В одной квартире с Манабэ живет молодой человек, недавно женившийся. Каждый день он пишет письма жене, это заменяет ему дневник, и Манабэ ловит себя на том, что завидует чистоте его тоски. Пока армия наступает, ей некогда думать о чем-либо другом, кроме своего продвижения. Но вот местность занята, армия остановилась, и ее прославленная дисциплина начинает терять устойчивость, рушится под натиском соблазнов мирной жизни. И чем прочнее этот мир, тем неустойчивей дисциплина в остановившихся полках.
Примерно то же произошло и с Манабэ. В горячке работы, когда он восстанавливал только что захваченные копи, для него не существовало ничего, кроме дела. Он трудился без устали, не жалея ни сил, ни даже жизни. Но когда работа на копях была налажена и труд его дал реальные результаты, Манабэ затосковал. Скука начала угнетать. Он ловил себя на том, что чересчур уж внимательно разглядывает фигуру проходящей мимо служанки родом из племени дайа, очень похожей на японку; или неожиданно замечал, что ищет глазами среди малаек и яванок, промывающих песок на копях, женщин с красивыми фигурами, и краснел от собственных желаний.

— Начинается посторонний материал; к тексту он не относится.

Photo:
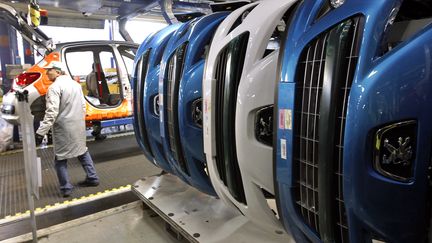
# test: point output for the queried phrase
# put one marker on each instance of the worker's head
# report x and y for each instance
(54, 69)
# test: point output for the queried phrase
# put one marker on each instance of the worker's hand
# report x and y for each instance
(38, 139)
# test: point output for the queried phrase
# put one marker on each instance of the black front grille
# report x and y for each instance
(174, 74)
(324, 76)
(228, 73)
(141, 74)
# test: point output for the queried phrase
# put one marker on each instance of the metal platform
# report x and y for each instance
(199, 217)
(119, 162)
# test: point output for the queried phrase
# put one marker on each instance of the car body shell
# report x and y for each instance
(40, 87)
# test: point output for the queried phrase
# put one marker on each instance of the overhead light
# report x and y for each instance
(337, 3)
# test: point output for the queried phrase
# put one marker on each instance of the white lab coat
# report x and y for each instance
(65, 112)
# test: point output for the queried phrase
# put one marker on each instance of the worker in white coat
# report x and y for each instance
(65, 113)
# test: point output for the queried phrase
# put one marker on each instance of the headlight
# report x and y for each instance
(394, 151)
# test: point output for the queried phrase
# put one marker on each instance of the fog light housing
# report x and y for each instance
(197, 113)
(8, 109)
(336, 3)
(156, 105)
(394, 151)
(264, 125)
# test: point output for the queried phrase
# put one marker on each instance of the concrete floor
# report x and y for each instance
(128, 223)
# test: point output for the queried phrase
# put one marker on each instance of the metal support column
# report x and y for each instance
(8, 52)
(28, 53)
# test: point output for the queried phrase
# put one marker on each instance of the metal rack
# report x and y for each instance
(199, 217)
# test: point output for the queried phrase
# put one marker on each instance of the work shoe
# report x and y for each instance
(87, 183)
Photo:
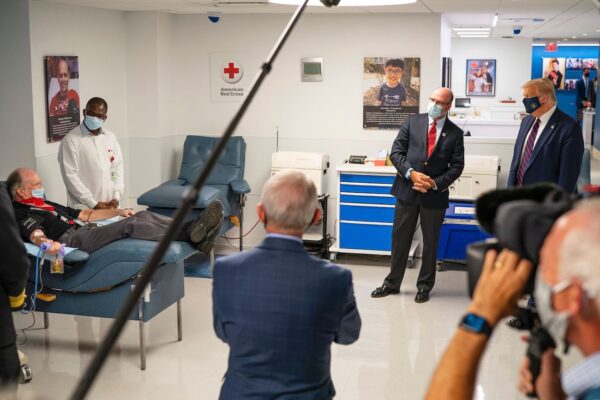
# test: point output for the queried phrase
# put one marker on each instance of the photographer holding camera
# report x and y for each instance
(567, 292)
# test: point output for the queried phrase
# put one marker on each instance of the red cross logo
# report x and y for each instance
(232, 71)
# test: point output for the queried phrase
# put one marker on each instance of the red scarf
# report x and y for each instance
(37, 202)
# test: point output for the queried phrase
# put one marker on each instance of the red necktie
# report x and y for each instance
(527, 152)
(431, 139)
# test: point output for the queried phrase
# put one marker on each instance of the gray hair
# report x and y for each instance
(580, 250)
(14, 182)
(290, 200)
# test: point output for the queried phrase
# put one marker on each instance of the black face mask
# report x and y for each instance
(531, 104)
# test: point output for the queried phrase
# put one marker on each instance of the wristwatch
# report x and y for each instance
(476, 324)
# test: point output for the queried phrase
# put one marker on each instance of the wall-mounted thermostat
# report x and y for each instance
(311, 69)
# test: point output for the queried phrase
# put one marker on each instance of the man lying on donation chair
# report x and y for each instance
(44, 222)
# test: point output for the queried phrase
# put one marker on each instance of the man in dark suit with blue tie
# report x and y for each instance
(279, 308)
(429, 156)
(549, 146)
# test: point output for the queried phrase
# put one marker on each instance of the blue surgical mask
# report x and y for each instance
(556, 323)
(93, 123)
(531, 104)
(39, 193)
(434, 110)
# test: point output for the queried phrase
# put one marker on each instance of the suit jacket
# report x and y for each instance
(556, 156)
(444, 166)
(14, 266)
(279, 309)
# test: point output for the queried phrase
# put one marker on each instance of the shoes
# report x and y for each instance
(47, 297)
(422, 296)
(208, 243)
(207, 224)
(383, 291)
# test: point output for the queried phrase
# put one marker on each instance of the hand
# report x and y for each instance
(54, 247)
(421, 182)
(102, 205)
(500, 285)
(547, 385)
(125, 212)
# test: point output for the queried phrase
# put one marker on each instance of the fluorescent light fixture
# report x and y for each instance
(471, 29)
(348, 3)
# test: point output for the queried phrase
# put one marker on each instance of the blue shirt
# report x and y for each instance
(392, 97)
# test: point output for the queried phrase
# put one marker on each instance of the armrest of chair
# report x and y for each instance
(240, 186)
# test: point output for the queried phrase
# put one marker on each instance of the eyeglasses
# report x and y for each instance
(438, 102)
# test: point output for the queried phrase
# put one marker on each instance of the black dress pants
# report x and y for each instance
(405, 221)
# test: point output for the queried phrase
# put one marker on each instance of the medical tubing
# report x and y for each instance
(85, 382)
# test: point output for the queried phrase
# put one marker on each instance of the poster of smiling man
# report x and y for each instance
(391, 91)
(62, 89)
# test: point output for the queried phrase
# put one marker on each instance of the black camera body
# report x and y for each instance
(519, 219)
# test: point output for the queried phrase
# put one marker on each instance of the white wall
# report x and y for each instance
(323, 117)
(16, 126)
(513, 66)
(98, 38)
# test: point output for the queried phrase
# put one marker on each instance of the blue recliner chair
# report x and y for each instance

Нельзя сказать, чтобы у него было мало работы. Армии для технических надобностей требовалось много алмазов, и это создавало на приисках напряженную обстановку, но Манабэ не переставал размышлять о своем. Чистый блеск алмазов, игра света на их гранях постоянно напоминали ему о нежности женской кожи. Ему не хотелось думать о технической пользе алмазов, о том, в каких механизмах и как они используются. Гораздо приятнее было представлять себе эти сверкающие камни в виде украшений на груди и руках красивых женщин.
Непрерывно трудились десятки тысяч рабочих, и вот из песка, как звезды на куполе неба, постепенно появлялись пылающие камни всевозможных оттенков: желтого, голубого, лилового и розового. И эти ослепительные кристаллы, добываемые с таким трудом, безжалостно поглощались военной промышленностью. И бесследно исчезала, растворялась в кровавой росе фронта романтическая красота алмазного камня, лишь только он расставался с копями. Прелесть его становилась эфемерной, подобно огненному метеору, падающему на землю черным, обгоревшим комком.
Однажды Манабэ послал жене великолепный голубой алмаз. Вскоре он получил от нее письмо, неприятно противоречившее его собственным чувствам и мыслям. «Присланный Вами алмаз, — писала жена, — я через несколько дней пожертвовала в фонд обороны, после чего преисполнилась чувством честно выполненного патриотического долга. Похвалите же меня за то, что я не обманула Ваших ожиданий!»
Самодовольная тупость жены рассердила Манабэ. Тем более что камень был очень хорош и он не рассчитывал найти еще один такой. Но он пожалел и жену, так банально распорядившуюся необычайным кристаллом, будто это было что-то вроде типографской литеры, какую можно употребить с пользой для дела.
Нет, японские женщины не понимают ни истинной красоты драгоценных камней, ни их ценности. Наверно, им страшно увидеть сверкающие алмазы на своих огрубевших от постоянной работы руках. Такие женщины напоминали Манабэ воителя, который на чужой земле устанавливает свою тиранию и презирает завоеванный народ, в ослеплении не видя его достоинств и надменно именуя его стадом.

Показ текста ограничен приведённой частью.